- Born: Israel
- Education: Juilliard School, Yale School of Music
- Occupation: Cellist
- Notable work: "Dance" (cello concerto by Anna Clyne)
- Children: 3

= Inbal Segev =

Israeli musician

Inbal Segev (ענבל שגב) is a cellist who grew up in Israel. Segev began her studies in Israel at the age of 5. With the recommendation of Isaac Stern, she came to the United States to continue her studies at the age of 16. She debuted with the Israel Philharmonic and the Berlin Philharmonic under the direction of Zubin Mehta. Her Carnegie Hall debut was held on December 7, 1997, where she performed the Carnegie Hall premiere of Trois strophes sur le nom de Sacher for solo cello by Henri Dutilleux.

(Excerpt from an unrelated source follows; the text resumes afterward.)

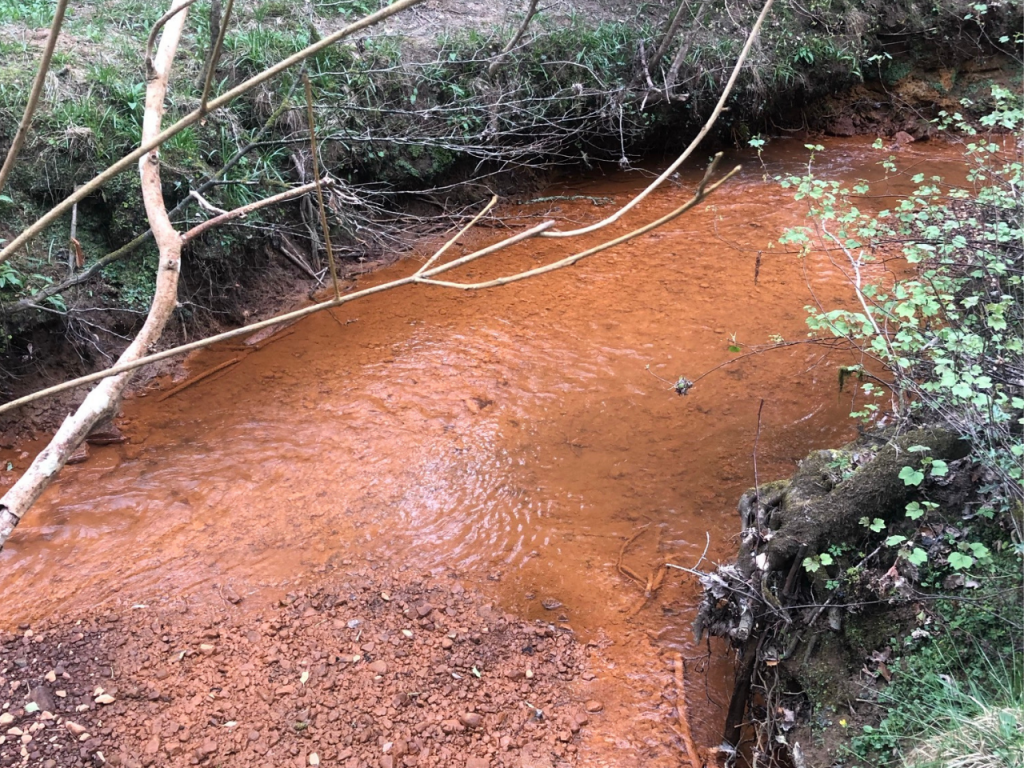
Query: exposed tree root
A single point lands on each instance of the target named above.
(765, 602)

Segev won prizes at the International Pablo Casals Cello Competition in Kronberg (2000), The Juilliard Concerto competition (1998), the International Paulo Cello Competition in Helsinki (1996), and the Washington International Competition (1995).

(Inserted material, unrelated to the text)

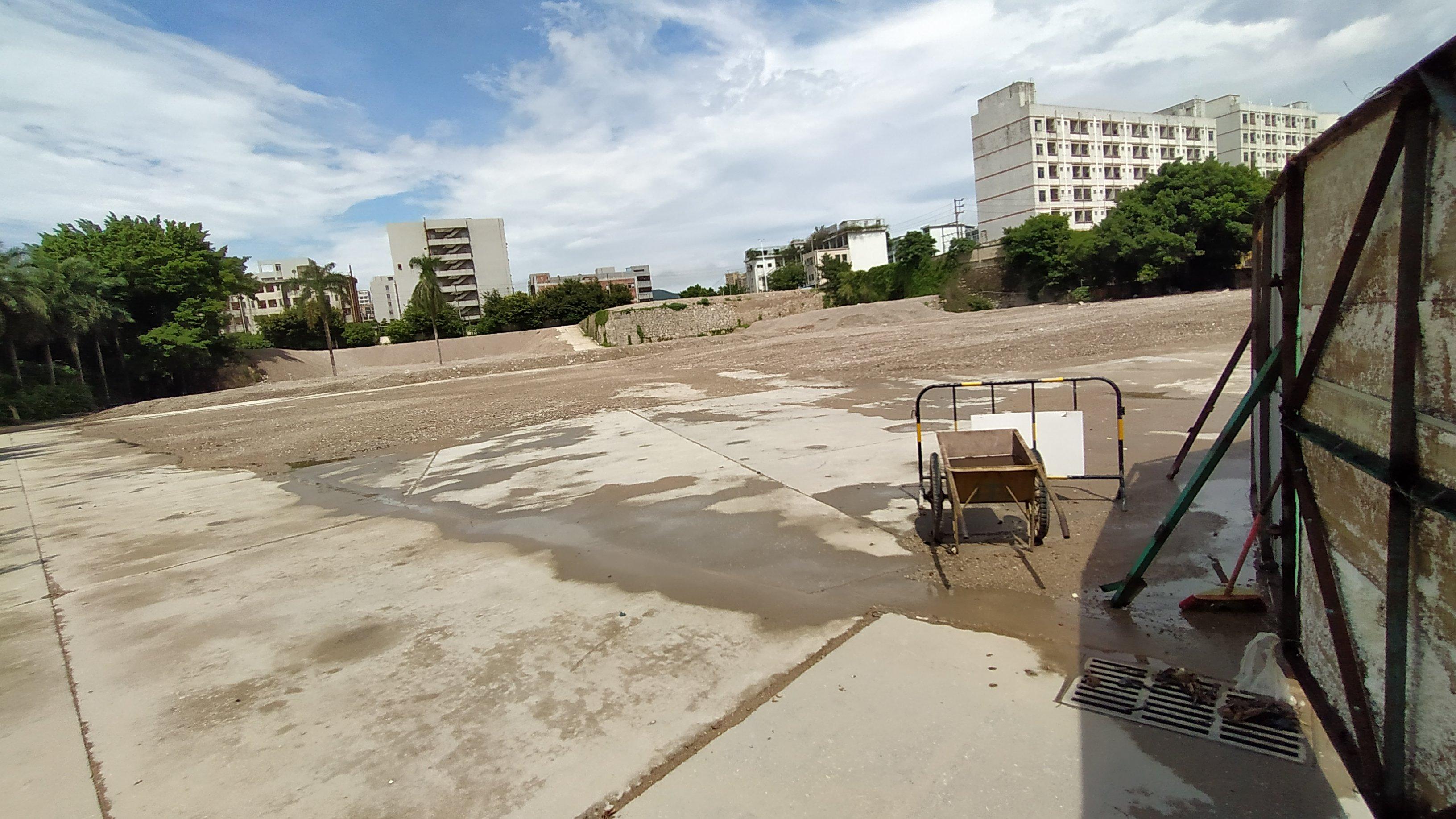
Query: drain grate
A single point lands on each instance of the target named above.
(1132, 693)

Segev has released a number of recordings, including Nigun on Vox Records and Dance, a five movement cello concerto by Anna Clyne which was commissioned by Segev in 2019.

Segev holds a bachelor's degree from the Juilliard School and a master's degree from the Yale School of Music, where her teachers included Joel Krosnick, Harvey Shapiro and Aldo Parisot. She also studied with Bernard Greenhouse, who was a student of Pablo Casals. Segev's cello was made by Francesco Rugeri in 1673.

Segev resides in New York with her husband and 3 children.